Les bénéfices de ces ateliers sont d’ailleurs multiples. « Ça développe des compétences transversales. […] La réflexion, l’anticipation, la mémorisation, la stratégie, mais aussi les relations psychosociales et le tutorat. Les enfants se retrouvent dans des activités communes et ça favorise l’intérêt commun », observe la directrice de l’établissement, Camille Paillargue.
Les échecs seraient même un plus pour les élèves initiés en primaire et arrivant en sixième. « Ceux qui ont joué en scolaire ont un avantage en rentrant au collège, car ils apprennent à réfléchir et à résoudre des problèmes », témoigne Claude Chéron.
D’ailleurs dans cette classe de CM2, certains écoliers reconnaissent avoir un peu changé depuis leur pratique des échecs.
« Je suis devenu plus calme à la maison », témoigne un des enfants. D’autres élèves partageront le même avis. Une autre élève expliquera même mieux travailler et mémoriser plus facilement depuis.
Néanmoins, le calme dans la classe ne serait pas encore complètement acquis grâce au jeu d’échecs. « Ils sont plus concentrés et plus autonomes. […] J’espère un effet calmant, mais c’est encore tôt pour le dire », observe la directrice de l’établissement. L’enseignante des CM2, Clémentine Pereira le confirme : « Ils ont beaucoup de mal à faire le silence. Mais les échecs les obligent à se concentrer sur une longue période et à ne pas penser à autre chose ou passer d’une chose à l’autre. »

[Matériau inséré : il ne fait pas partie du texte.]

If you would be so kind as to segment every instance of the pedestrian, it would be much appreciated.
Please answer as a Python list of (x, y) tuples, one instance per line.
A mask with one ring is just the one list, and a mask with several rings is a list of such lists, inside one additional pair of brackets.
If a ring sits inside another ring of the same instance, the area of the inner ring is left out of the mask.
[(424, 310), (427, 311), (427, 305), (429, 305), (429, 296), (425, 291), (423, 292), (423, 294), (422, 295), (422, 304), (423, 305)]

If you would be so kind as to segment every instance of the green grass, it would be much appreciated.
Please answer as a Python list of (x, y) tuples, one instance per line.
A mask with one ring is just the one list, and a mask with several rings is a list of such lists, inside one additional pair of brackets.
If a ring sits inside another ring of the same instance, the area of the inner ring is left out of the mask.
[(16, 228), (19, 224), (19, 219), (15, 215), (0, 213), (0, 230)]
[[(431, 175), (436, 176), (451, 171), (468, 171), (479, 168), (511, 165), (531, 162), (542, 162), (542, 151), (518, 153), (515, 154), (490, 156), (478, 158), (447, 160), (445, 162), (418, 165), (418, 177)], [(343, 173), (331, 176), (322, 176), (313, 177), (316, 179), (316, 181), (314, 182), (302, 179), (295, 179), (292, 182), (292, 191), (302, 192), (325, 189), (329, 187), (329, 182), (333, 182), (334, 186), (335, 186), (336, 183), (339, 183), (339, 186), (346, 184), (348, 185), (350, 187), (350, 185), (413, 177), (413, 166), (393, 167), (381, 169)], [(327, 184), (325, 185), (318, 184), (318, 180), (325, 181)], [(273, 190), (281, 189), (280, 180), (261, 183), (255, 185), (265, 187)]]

Le calme sera justement de rigueur lors de leur futur championnat en janvier 2022. Claude Chéron souhaite même poursuivre les entraînements les midis. Les élèves, eux, sont déjà stressés. « Quand on va rentrer dans la salle, ça sera comme pour le bac », lance Azer dans sa classe. Mais l’un de ses camarades le rassure : « Ce qui compte, c’est de participer et de jouer ».
Des ateliers philosophiques dès la primaire
Tout comme les ateliers d’échecs, Coignières a encouragé l’année dernière la mise en place d’ateliers philosophiques avec l’association Savoir être et vivre ensemble (Seve) dans ses écoles maternelles et élémentaires. Ils se poursuivent cette année scolaire, dès la rentrée des vacances de la Toussaint, sur deux cycles de 12 ateliers dans deux classes. L’objectif étant d’aider les enfants à penser par eux-mêmes.
Pendant ces moments d’échange animés par un éducateur formé, « ils [les écoliers] peuvent s’exprimer librement sur des questions universelles, élaborer des réflexions critiques dans le cadre d’une interaction sociale, donner du sens aux contenus scolaires, aux sujets sociétaux, […] en respectant la parole de l’autre », explique Sonia Parour, la responsable du développement culturel à Coignières. Ils abordent par exemple des sujets tels que la mort, l’amitié, la liberté, le respect des différences entre garçons et filles.
Et ces ateliers seraient plus que bénéfiques en cette période de pandémie, selon la directrice de l’école Marcel Pagnol, Camille Paillargue. « On est dans un besoin. Suite au confinement, les rapports entre enfants se sont dégradés. Ils ont perdu les règles [de vie] en société, comme la tolérance… Ce sont des valeurs qu’il faut réapprendre »,
témoigne-t-elle, en observant tout de même plus de sérénité dans les classes.